アシモとマスク

イーロン・マスクが体現する創造的破壊 これぞスタートアップのダイナミズム、ただ独裁は無用

 イーロン・マスク氏がツイッターを買収し、事業改革を始めました。経営陣全員を解任し、取締役はマスク氏1人のみ。テスラ、スペースXなどこれまで手掛けてきたビジネススタイルを考えれば、驚きはありません。経営手法は独裁。判断は右左に揺れ、横暴ともいえる事業改革や人事を繰り返してきましたが、テスラ、スペースXいずれも事業として大成功。創業者が独裁者として振る舞うのは当たり前?

ツイッターの経営に呟く余裕がなさそう

 ツイッターの経営もこれから右左どころか上下左右に振れまくるのでしょう。社会やビジネスの常識に囚われず、むしろ打ち破ることに快感を覚えているかのようです。米国が生み出し続ける経済の躍動感を体現しているのがマスク氏なのでしょうか。

 マスク氏は10月27日、ツイッター買収を440億ドルで終え、31日にCEOに就任しました。唯一の取締役です。米ワシントン・ポストによると、2000人程度が解雇されるようです。これまで無料でツイートできていましたが、有料のサービスも導入して広告に頼らない事業モデルに転換する計画です。

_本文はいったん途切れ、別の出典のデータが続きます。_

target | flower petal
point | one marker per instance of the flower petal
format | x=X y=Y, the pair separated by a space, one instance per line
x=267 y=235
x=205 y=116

 ツイッターはフェイスブックやインスタグラムと並ぶ社会コミュニーケーションツールとして利用され、利用者は月間3億人を超えます。毎日、世界の至る所から「つぶやき」が発信され、社会、政治、経済を動かす世界でも最も重要なメディアです。それが1人の経営者によって事業モデルが改革され、「つぶやき」の選別が始まります。

 社会的な責務を負っているとはいえ、民間企業です。収益を維持し、存続しなければ責務自体が果たせなくなるのは理解できますが、誰でも発信できるコミュニケーションを支える社会的インフラとしての公平中立まで変質するのは理解できません。なぜなら、ツイッターがここまで成長した根源は、誰も発信できる自由さにあったからです。

  ツイッターは2006年、大学生だったジャック・ドーシー氏が創出したアイデアから誕生しました。あえてわずかな文章で表現する制限を設けたのも、自身の意見を直接伝えるのが主目的だからです。当初、事業モデルとして発展する自信はなく、米国経済ニュースメディアで「広告をどう付ければ良いのか、収益モデルが思いつかない」とその社会インフラとして育った後も、その役割を守りながら事業化する難しさを打ち明けています。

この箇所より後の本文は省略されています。